Dejeuner Sur L’Herbe
In 1963, Jacquet cut his Lichtenstein Hot Dog and dispersed the pieces. This artistic gesture shows Jacquet’s desire to explore the multiplicity of a work and announces the birth of “Mec Art” (abbreviation of “mechanical art”). The artists of “Mec Art” create their works via photographic report processes by screen printing.
In 1964, Jacquet produced his first work of “Mec ‘Art”: Le Déjeuner sur l’Herbe. It is Jacquet’s flagship work, even the foundation of much of his subsequent artistic approach. Jacquet transforms the original photographic photograph: it enlarges the screen until it distorts and brings out the points of the photograph in the foreground. The point thus enlarged, camouflages the image as much as it constitutes it.
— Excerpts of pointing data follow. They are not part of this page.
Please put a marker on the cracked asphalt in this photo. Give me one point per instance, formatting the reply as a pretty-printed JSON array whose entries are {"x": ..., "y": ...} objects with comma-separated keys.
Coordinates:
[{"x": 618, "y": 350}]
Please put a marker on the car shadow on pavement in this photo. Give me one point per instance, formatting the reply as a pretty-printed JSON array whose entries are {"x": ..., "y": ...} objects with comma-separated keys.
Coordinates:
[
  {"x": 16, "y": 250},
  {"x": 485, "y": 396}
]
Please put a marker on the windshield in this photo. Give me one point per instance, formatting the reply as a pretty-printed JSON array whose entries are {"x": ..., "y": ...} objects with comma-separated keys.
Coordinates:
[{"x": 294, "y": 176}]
Jacquet extends his work on enlarging points and distorting the image directly from his Lunch…: he multiplies the versions, lingers over certain details in the photograph and creates, from these details, works independent of the snapshot from which they were taken.
In 1989, Alain Jacquet celebrated the 25th anniversary of the Lunch at the Galerie Marianne and Pierre Nahon who organized an exhibition exclusively devoted to this painting, its variants and its details. A work from the collection “L’Autre Musée / Grandes Monographies” by Editions La Différence written by Pierre Restany also marked this anniversary.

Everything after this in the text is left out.